Sixty-four percent of Germans approve of MerkelImage: dapd
February 3, 2012
Criticism of Angela Merkel for her tough stance on austerity in Greece appears not to have reached her own constituents. A poll gave the chancellor high approval ratings, but no relief for her scandal-ridden president.
Chancellor Angela Merkel achieved her highest approval rating among German voters in more than two years, while for the first time a majority said President Christian Wulff should resign, a poll by public broadcaster ARD said Friday.
Merkel's conservative Christian Democrats (CDU) reached only 36 percent of voter support, but 64 percent of respondents said they approve of Merkel's own job performance. It was the highest approval rating since December 2009, three months after she won reelection in general elections.
The numbers were likely boosted by Germany's relatively healthy economy and record-low unemployment rates. And while fellow European Union countries often criticize Merkel as a hardliner who has imposed crippling austerity measures on heavily indebted countries like Greece, her own constituents appear to stand behind her positions.

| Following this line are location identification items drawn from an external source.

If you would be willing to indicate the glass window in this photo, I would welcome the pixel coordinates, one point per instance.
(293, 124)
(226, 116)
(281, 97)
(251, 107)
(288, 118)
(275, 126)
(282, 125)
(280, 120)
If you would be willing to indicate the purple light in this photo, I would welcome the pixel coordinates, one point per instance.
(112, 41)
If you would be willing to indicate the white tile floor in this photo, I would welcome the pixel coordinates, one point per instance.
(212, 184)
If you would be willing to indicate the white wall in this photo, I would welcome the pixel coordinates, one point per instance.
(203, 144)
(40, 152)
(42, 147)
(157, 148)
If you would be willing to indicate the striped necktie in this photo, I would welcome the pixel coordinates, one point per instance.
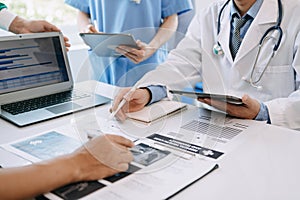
(236, 38)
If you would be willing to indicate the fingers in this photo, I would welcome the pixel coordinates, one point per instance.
(135, 55)
(121, 140)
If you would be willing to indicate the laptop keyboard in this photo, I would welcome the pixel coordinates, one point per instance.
(42, 102)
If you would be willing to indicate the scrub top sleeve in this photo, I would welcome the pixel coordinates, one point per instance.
(82, 5)
(170, 7)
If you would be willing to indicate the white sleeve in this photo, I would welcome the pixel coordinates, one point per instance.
(6, 19)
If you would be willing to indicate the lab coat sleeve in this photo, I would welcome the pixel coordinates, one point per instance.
(286, 111)
(183, 65)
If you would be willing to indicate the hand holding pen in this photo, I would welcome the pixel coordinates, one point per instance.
(129, 100)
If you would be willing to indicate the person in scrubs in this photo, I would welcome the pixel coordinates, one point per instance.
(152, 23)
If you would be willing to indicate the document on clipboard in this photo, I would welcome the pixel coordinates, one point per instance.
(226, 98)
(157, 111)
(104, 44)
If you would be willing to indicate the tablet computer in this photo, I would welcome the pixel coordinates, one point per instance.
(104, 44)
(219, 97)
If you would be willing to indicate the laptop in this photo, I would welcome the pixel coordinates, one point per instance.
(36, 83)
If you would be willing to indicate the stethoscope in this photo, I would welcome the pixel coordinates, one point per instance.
(217, 49)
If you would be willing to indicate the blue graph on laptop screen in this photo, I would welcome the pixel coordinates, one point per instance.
(29, 63)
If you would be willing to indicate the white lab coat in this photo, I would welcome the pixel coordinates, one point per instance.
(193, 60)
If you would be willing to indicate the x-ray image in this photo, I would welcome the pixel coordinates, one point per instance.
(145, 155)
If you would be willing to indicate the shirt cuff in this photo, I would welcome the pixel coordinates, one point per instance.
(263, 114)
(157, 93)
(6, 19)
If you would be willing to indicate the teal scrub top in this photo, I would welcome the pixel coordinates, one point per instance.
(2, 5)
(142, 20)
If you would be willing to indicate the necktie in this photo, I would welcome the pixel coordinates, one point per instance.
(236, 38)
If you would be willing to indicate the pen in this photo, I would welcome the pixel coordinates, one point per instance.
(111, 116)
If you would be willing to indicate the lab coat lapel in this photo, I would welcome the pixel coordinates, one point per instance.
(266, 17)
(224, 34)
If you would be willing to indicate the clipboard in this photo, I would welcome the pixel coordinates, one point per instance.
(226, 98)
(104, 44)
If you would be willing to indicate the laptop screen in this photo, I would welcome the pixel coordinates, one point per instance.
(32, 62)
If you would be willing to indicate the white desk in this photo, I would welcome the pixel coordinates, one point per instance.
(266, 166)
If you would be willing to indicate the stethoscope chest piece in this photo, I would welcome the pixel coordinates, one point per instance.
(218, 50)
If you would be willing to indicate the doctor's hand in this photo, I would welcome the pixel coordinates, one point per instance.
(101, 157)
(137, 55)
(135, 101)
(90, 28)
(20, 26)
(248, 110)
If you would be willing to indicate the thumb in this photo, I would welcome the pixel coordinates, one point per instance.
(121, 140)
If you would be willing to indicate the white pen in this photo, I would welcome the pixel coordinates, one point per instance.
(111, 116)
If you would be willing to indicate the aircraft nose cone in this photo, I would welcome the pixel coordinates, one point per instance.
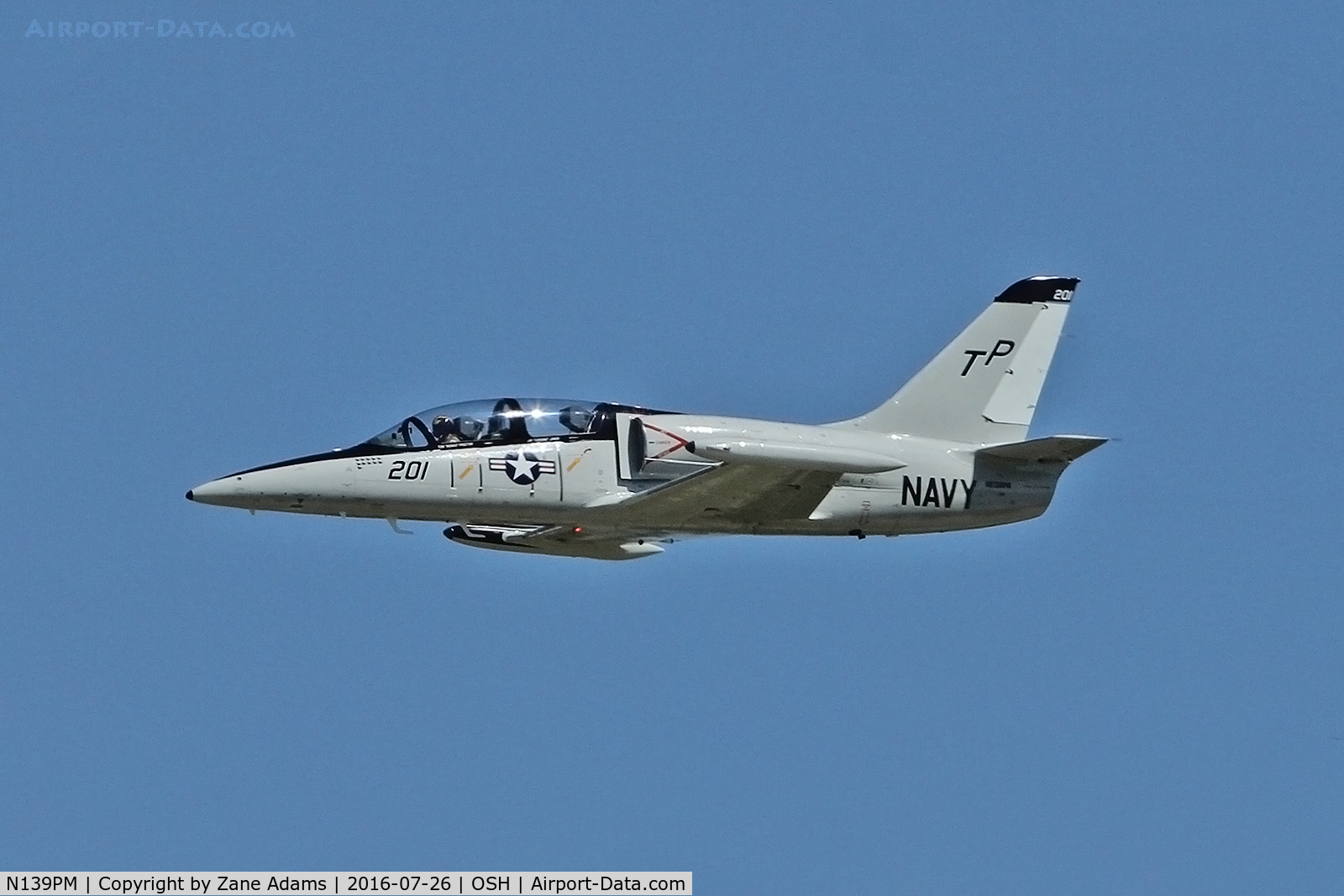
(214, 492)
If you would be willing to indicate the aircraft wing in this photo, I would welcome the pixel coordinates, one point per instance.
(743, 493)
(631, 527)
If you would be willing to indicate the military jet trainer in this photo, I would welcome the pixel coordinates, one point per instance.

A large majority of 73 percent said Merkel was "honest and not seeking her own advantage" while 61 percent said she has taken "correct and decisive action" in addressing the eurozone crisis. Eight-five percent said they appreciated "how she represents our country in the world."
Bad news for Wulff
Despite her own positive ratings, the poll suggested no relief for scandal-ridden President Christian Wulff. For the first time ever, a majority of Germans - 54 percent - said Wulff should resign.
Wulff has faced a series of scandalous allegations, including claims he lied to lawmakers in his home state when he failed to reveal ties to a wealthy businessman.
Satisfaction with the work of Merkel's center-right government reached its highest approval rating yet, at 42 percent. However The CDU's junior coalition partner, the business-friendly Free Democrats (FDP), won a minuscule 3 percent - not even enough to clear the threshold to make it into parliament.
The independent opinion research firm Infratest Dimap conducted the poll of 1,501 people between January 30 and February 1. The margin of error was 1.4 to 3.1 percent.